Introduction
A image montage is an image made up of a number of smaller photographs. Together, the smaller photographs look like the one single bigger photograph. An example of a image montage is this movie poster from "The Truman Show:"
The image montage zoomer will be a screensaver which will display an image montage on the screen. The screensaver will then zoom into that image montage "forever." More specifically, as the zoomer magnifies one part of the image montage, one of the smaller pictures will grow until it becomes visible that the smaller picture is another image montage, and so on.
The idea behind the image montage zoomer came from a discussion with Charless Fowlkes where he proposed a video version of the zoomer involving video clips from the point of view of someone running through a forest.
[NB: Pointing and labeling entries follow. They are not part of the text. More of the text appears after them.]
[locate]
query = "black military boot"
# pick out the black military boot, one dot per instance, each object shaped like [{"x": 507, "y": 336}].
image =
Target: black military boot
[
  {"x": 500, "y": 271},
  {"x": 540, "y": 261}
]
The simpler image montage zoomer idea came from a later discussion. We will be working on this project jointly, and this page serves as a place for me to write down my thoughts in order to help me clarify them.
Issues
- One obvious plentiful and possibly interesting source of data for the image montage zoomer would be a library of personal digital photos. JPEG decompression takes about 1 second per 2 megapixel photo on my P-III 500 MHz computer. Assuming 1000 library photos used to create the montages, it would take more than 16 minutes to load all of the images from their original compressed state.
- Consider a representation of each image in our collection as a 16-bit 256 × 256 bitmap. Each such image would consume 128KB of memory. A collection of 1000 such images would consume 125MB. It is not reasonable to store all of the images in physical memory.
- As the window "zooms" forever into the first image, the corners of the rectangle represented by the edges of the screen will trace out a path through the original image. That path should be at least C1 continuous (continuous first derivative) to avoid the perception of abrupt changes in motion. It is possible that C2 (continuous second derivative) continuity will be needed. We will need to pick zoom targets in advance in order to calculate such C1 and/or C2 paths.
Image Montage Architecture
In this section, we describe the workings of the system.
General Algorithm and Definitions
(not written yet)
OpenGL Rendering [proposed]
OpenGL can handle transparency and scaling of images in a platform independent, hardware accelerated manner, which makes it an attractive option for rendering the montages. This section describes the use of the OpenGL library to implement the Image Montage Zoomer.
We create a scene containing the following coplanar elements.
|
![]() Our scene. NUMTILESX = 4, NUMTILESY = 4 |
We start initially with Rectangle #1 filling the screen. After some time, we have smoothly shrunk and moved the displayed area such that Rectangle #2 is filling the screen.
At this point, we do the following steps:
- Reset the projection back to its initial settings, such that Rectangle #1 is again filling the screen.
- Take the texture that was mapped onto Rectangle #2 and map it onto Rectangle #1. Do the same for each of the rectangles in Montage #2 and Montage #1.
- Pick a new image in Montage #1 to zoom at.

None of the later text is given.